The combination of a cobalt‐dioxolene core that exhibits valence tautomerism (VT) with pyridine‐3,5‐dicarboxylic acid functionalized with chains bearing two, four, or six oxyethylene units led to new complexes ConEGEspy (n = 2, 4, and 6). These complexes commonly form violet crystals of the low‐spin (ls)‐[CoIII(nEGEspy)2(3,6‐DTBSQ)(3,6‐DTBCat)] (ls‐[CoIII], 3,6‐DTBSQ = 3,6‐di‐tert‐butyl semiquinonato, 3,6‐DTBCat = 3,6‐di‐tert‐butyl catecholato). Interestingly, violet crystals of Co2EGEspy in the ls‐[CoIII] transitioned into a green liquid, accompanied by an almost complete VT shift (94 %) to the high‐spin (hs)‐[CoII(nEGEspy)2(3,6‐DTBSQ)2] (hs‐[CoII]) upon melting. In contrast, violet crystals of Co4EGEspy and Co6EGEspy in the ls‐[CoIII] exhibited partial VT (33 %) and only a 9.3 % VT shift after melting, respectively.

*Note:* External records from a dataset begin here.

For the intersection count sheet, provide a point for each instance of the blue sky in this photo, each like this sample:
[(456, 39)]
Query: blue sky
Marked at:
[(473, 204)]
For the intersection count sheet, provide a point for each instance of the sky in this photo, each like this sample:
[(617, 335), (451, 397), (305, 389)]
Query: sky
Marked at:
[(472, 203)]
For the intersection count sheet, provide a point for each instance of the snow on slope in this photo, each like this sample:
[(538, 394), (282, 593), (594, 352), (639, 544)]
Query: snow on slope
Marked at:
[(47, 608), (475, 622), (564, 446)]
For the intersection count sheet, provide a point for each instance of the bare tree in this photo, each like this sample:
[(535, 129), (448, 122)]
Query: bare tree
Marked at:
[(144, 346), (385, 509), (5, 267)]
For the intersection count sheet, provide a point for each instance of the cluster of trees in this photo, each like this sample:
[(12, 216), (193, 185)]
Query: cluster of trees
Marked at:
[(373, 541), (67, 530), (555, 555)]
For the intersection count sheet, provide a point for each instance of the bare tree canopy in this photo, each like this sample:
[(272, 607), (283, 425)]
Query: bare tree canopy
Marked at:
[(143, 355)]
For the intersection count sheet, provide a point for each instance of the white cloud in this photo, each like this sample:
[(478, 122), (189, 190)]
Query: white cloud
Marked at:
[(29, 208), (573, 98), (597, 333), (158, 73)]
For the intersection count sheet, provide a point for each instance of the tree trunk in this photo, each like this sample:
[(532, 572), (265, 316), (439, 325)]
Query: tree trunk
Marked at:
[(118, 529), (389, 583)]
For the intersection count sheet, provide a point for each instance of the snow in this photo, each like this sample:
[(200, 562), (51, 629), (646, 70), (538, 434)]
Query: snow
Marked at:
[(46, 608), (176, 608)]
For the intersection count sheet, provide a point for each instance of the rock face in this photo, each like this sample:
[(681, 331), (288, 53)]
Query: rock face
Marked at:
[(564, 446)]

These data demonstrate the tunability of the synchronicity of the molecular VT and macroscopic solid‐liquid transitions by optimizing the tethered chains, thus establishing a new strategy for coupling bistable molecules with the macroscopic world. The synchronicity of molecular valence tautomerism (VT) and macroscopic solid‐to‐liquid phase transition has been rationally tuned by crystal lattice engineering in a new series of bistable valence tautomeric cobalt complexes [Co(3,6‐DTBQ)2(L)2] (3,6‐DTBQ = 3,6‐di‐tert‐butylsemiquinonato/catecholato) with two ancillary pyridine ligands (L) substituted with di‐, tetra‐, and hexa(ethylene glycol) groups.